Title: The Smarter Crowd: Active Learning, Knowledge Corroboration, and Collective IQs

Abstract

Crowdsourcing mechanisms such as Amazon Mechanical Turk (AMT) or the ESP game are now routinely being used for labelling data for machine learning and other computational intelligence applications. I will discuss three important aspects of crowdsourcing which can help us tap into this powerful new resource in a more efficient way.

When obtaining training data from a crowdsourcing system for the purpose of machine learning we can either collect all the training data in one batch or proceed sequentially and decide which labels to obtain based on the model learnt from the data labelled so far, a method often referred to as active learning. I will discuss which criteria can be used for selecting new examples to be labelled and demonstrate how this approach has been used in the FUSE/MSRC news recommender system projectemporia.com to categorise news stories in a cost-efficient way.

Data obtained from crowdsourcing systems is typically plentiful and cheap, but noisy.
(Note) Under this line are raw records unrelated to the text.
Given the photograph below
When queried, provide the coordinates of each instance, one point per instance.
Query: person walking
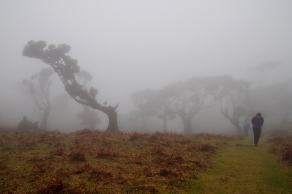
(257, 123)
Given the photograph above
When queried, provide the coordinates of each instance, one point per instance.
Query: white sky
(129, 45)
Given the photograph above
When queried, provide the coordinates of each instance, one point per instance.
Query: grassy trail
(241, 168)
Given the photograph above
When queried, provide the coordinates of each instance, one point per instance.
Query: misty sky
(129, 45)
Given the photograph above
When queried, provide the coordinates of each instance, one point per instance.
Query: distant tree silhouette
(190, 97)
(38, 86)
(67, 68)
(88, 118)
(235, 102)
(154, 102)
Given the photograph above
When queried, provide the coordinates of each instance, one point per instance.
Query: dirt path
(241, 168)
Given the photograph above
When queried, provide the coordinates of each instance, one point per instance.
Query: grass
(241, 168)
(96, 162)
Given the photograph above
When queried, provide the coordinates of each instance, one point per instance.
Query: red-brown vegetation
(97, 162)
(282, 146)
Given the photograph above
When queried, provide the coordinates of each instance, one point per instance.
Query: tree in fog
(88, 118)
(38, 86)
(189, 98)
(235, 102)
(154, 103)
(67, 68)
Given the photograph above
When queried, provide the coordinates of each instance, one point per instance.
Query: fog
(132, 45)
The redundancy in the data can be used to improve the quality of the inferred labels based on models that take into account the reliability and expertise of the workers as well as the nature and difficulty of the tasks. I will present an algorithm for such a corroboration process based on graphical models, and show its application on the example of verifying the truth values of facts in the entity-relationship knowledge base Yago.
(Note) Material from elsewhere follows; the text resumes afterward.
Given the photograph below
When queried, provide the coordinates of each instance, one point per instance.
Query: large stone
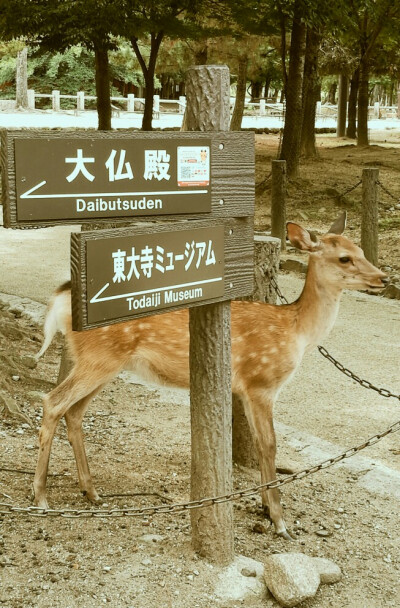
(291, 578)
(235, 584)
Finally, I will talk about some very recent results on the effects of parameters of crowdsourcing marketplaces (such as price and required track record for participation) on the quality of results. This work is based on methods from psychometrics, effectively measuring the IQ of the Mechanical Turk when viewed as a form of collective intelligence.
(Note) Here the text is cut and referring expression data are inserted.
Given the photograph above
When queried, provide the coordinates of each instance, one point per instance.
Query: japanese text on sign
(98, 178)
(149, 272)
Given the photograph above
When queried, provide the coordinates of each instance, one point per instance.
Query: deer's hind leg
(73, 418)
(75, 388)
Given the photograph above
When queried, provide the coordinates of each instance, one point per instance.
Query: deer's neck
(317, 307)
This is joint work with Ralf Herbrich, Ulrich Paquet, David Stern, Jurgen Van Gael, Gjergji Kasneci, and Michal Kosinksi.

Bio

Thore Graepel is a senior researcher at Microsoft Research Cambridge (MSRC), UK, and heads the Online Services and Advertising (OSA) research group. The OSA group conducts research in the area of applied machine learning with applications to online advertising, online gaming, and web search. A common theme of Thore’s research is the idea of using the tremendous wealth of data Microsoft is generating through its services to improve those services based on data-driven computational intelligence. Thore’s research has impacted Microsoft products and services, e.g. through the TrueSkill ranking and matchmaking system in Xbox Live and Halo 3, as well as through his work with adCenter on the prediction of user behaviour. Before starting the OSA group together with Ralf Herbrich, Thore co-founded the Applied Games group at MSRC whose research is aimed at bringing adaptable artificial intelligence to computer games. Thore has a strong academic track record with over 50 peer-reviewed publications in machine learning and probabilistic modelling. His basic research focuses on inference in large scale probabilistic models and knowledge bases. He is also interested in classification, recommender systems, and crowdsourcing for machine learning.